2. Bij de aangevallen uitspraak heeft de rechtbank het beroep gegrond verklaard, het bestreden besluit vernietigd en de korpschef opgedragen een nieuw besluit te nemen met inachtneming van de uitspraak. Daartoe is overwogen dat de rechtbank het niet voorshands onredelijk acht dat de korpschef voor de invulling van het begrip ‘relevante werkervaring’ bij de bevordering tot senior GGP drie jaar als uitgangspunt neemt, maar dat daarbij wel uitdrukkelijk beoordeeld moet worden of er, gegeven de specifieke werkervaring van de aanvrager, aanleiding is om tot een andere, in het geval van betrokkene kortere, periode te komen. Nu de korpschef dat niet heeft gedaan kan het bestreden besluit volgens de rechtbank niet in stand blijven.
3. Appellant heeft in hoger beroep, samengevat, aangevoerd dat het beleid van de Eenheid Amsterdam niet voorziet in een afwijkingsmogelijkheid en de circulaire hier ook niet toe verplicht, zodat terecht niet is afgeweken van de eis van drie jaar werkervaring. Om goed te kunnen functioneren op het niveau van eerste leidinggevende is een bepaalde mate van werkervaring nodig. De circulaire verzet zich niet tegen een termijn van drie jaar of meer. In eerste aanleg is onderbouwd waarom geen sprake is van excellent presteren.

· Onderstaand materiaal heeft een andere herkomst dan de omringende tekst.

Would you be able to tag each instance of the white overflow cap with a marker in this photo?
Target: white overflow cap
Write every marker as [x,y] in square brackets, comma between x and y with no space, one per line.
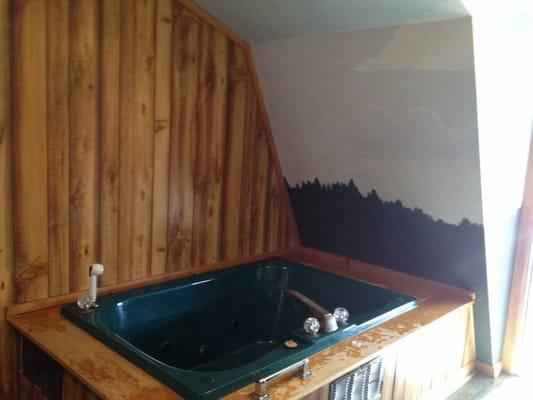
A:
[96,270]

4. De Raad komt tot de volgende beoordeling.
4.1.
De Eenheid Amsterdam heeft het begrip ‘relevante werkervaring’ nader ingevuld als drie jaar werkervaring op niveau 4. De daarvoor door appellant gegeven onderbouwing is dat deze eenheid niet of nauwelijks medewerkers op niveau 3 heeft aangenomen, wat tot gevolg heeft dat kandidaten voor bevordering naar de functie van senior GGP slechts dan over relevante werkervaring beschikken indien zij na hun opleiding drie jaar werkervaring als generalist hebben opgedaan. Verkorting van die termijn brengt naar professionele inschatting en ervaring met zich dat de veiligheid van zowel collega’s als publieke omgeving niet in voldoende mate als geborgd kan worden beschouwd.
4.2.
Onder verwijzing naar de uitspraak van 7 juli 2016 (ECLI:NL:CRVB:2016:2541) is de Raad van oordeel dat appellant de bevoegdheid toekomt een nadere invulling te geven aan het begrip ‘relevante werkervaring’ en dat appellant met de hiervoor genoemde invulling binnen de grenzen van een redelijke beleidsbepaling is gebleven. Er was geen reden het aantal werkervaringsjaren in het geval van betrokkene te verkorten. Dit betekent dat de afwijzing van het verzoek om bevordering in rechte standhoudt.
4.3.
Uit 4.2 volgt dat de aangevallen uitspraak dient te worden vernietigd. Doende wat de rechtbank zou behoren te doen, zal de Raad het beroep tegen het bestreden besluit ongegrond
verklaren. Met de vernietiging van de aangevallen uitspraak komt de grondslag aan het nadere besluit te ontvallen. De Raad zal daarom dat besluit vernietigen.
5. Voor een proceskostenveroordeling bestaat geen aanleiding.

BESLISSING

De Centrale Raad van Beroep
- vernietigt de aangevallen uitspraak;
- verklaart het beroep tegen het besluit van 15 december 2014 ongegrond;
- vernietigt het besluit van 21 september 2015.
Deze uitspraak is gedaan door E.J.M. Heijs, in tegenwoordigheid van J. Smolders als griffier. De beslissing is uitgesproken in het openbaar op 22 december 2016.